A Storm of
It's the one we've all been waiting for
14th June 2013
As with the previous two instalments into my Game of Thrones season reviews, this is riddled with spoilers from the get-go and I'm not going to skimp on the brutality. If this is not to your taste, you may as well go home.
So. It's finally happened. The Red Wedding. The biggest, most shocking event to date in the ASOIAF universe, killing off multiple main characters and, as with Eddard Stark's execution in Season 1/A Game Of Thrones, it's a gamechanger that completely changes the course of where the storyline appeared to be heading.
I've known about the RW for two years now and have been waiting for it to be given the screen treatment, as have thousands of others for much longer than I, because it's one of the biggest curveballs in recent literary history. It comes from seemingly nowhere, and even when you know it's coming, it still takes you utterly by surprise. It's brutal, uncompromising and GRRM's description is so vivid I think everybody had a very specific image in mind for the scene as a whole.
Living up to that would take something truly special, and boy did they hit it - with the sole exception of missing Catelyn's haunting internal monologue ('No, don’t, don’t cut my hair, Ned loves my hair') they couldn't have done anything better. The addition of Talisa's pregnancy and sudden brutal abortion just made it even more painful, compared to the book where Jeyne Westerling (Robb's wife) is left behind.
Anyway, there was more to the third series than just the Red Wedding. The most interesting part to me was the addition of Theon's storyline. In the book universe, Theon disappears for two whole books and then suddenly makes a reappearance as a crippled, cockless man under Ramsay Snow's control.
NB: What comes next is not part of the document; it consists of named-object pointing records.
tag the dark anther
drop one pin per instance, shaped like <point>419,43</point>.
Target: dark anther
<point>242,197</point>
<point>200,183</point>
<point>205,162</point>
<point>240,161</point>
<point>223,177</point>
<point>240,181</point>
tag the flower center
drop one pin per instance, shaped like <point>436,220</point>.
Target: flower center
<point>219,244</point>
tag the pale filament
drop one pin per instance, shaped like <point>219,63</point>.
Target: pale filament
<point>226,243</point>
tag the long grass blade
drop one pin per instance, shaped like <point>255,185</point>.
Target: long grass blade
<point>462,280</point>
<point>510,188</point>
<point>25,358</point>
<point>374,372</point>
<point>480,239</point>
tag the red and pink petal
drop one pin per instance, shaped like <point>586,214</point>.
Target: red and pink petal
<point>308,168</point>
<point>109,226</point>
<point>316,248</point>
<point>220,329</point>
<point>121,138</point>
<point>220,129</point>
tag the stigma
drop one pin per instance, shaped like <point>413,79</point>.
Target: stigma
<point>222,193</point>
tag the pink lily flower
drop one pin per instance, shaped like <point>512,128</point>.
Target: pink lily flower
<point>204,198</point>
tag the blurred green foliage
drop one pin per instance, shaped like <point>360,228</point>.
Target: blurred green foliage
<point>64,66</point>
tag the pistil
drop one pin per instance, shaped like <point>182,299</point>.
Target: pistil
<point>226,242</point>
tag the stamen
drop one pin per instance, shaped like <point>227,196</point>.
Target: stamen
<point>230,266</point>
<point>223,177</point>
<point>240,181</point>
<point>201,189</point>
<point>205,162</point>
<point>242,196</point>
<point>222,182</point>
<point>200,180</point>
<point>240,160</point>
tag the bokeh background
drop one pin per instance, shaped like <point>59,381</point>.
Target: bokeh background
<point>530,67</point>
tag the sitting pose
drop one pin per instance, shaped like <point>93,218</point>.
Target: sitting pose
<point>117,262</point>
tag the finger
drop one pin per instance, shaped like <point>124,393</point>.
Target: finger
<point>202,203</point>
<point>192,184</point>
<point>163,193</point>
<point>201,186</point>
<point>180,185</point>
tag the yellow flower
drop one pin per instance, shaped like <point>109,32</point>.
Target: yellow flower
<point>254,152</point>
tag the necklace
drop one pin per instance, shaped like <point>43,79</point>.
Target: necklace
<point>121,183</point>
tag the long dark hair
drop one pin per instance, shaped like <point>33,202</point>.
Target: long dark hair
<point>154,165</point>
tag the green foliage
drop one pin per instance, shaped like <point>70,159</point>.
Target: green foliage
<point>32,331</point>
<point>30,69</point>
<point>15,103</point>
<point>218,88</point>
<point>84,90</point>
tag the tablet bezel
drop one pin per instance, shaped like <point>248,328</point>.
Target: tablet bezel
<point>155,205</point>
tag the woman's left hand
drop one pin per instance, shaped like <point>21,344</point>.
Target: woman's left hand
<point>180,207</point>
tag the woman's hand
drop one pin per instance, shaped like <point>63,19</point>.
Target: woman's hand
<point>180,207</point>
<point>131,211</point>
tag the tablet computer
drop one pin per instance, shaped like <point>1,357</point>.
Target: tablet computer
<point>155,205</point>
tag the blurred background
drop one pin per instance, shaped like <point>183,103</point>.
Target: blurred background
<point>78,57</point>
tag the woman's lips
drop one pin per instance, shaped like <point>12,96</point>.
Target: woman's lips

This season has shown us the missing chapters in unrelenting brutality. If Peter Dinklage was the true star of Season 1, and Alfie Allen of Season 2, Season 3 firmly belongs to Iwan Rheon, who plays the bastard of Bolton to perfection.
We also saw a turning point in Jaime Lannister's character - he's no longer the arrogant, selfish oathbreaker that we're used to seeing - the loss of his hand has changed him; scarred him both literally and metaphorically. Jaime shows that he's actually a good guy. Maybe he always was. He still fucked his sister, though, so... yeah.
And who can forget what's happening across the narrow sea? Daenerys Targaryen has been fucking up the free cities with her god damned dragons. Dunno what it is, but there's something pretty sexy about a woman who destroys entire communities in dragonfire.
Although the finale was a little anticlimactic - the main highlight being Arya flipping out and stabbing a guy repeatedly - it will be interesting to see where the series goes from here. Although there is a considerable amount of the third book to get through, it probably won't take the whole of the next season. What excites me most as a book reader is that the TV series is going to become considerably less predictable, as the 4th and 5th books - A Feast For Crows and A Dance With Dragons, respectively - run chronologically parallel to eachother, and are split between characters. This is simply not practical for a television format, so it's likely the two storylines will be intertwined on screen. Not only will this make for a new experience, I'm sure they'll add in more, as they have done the past two series.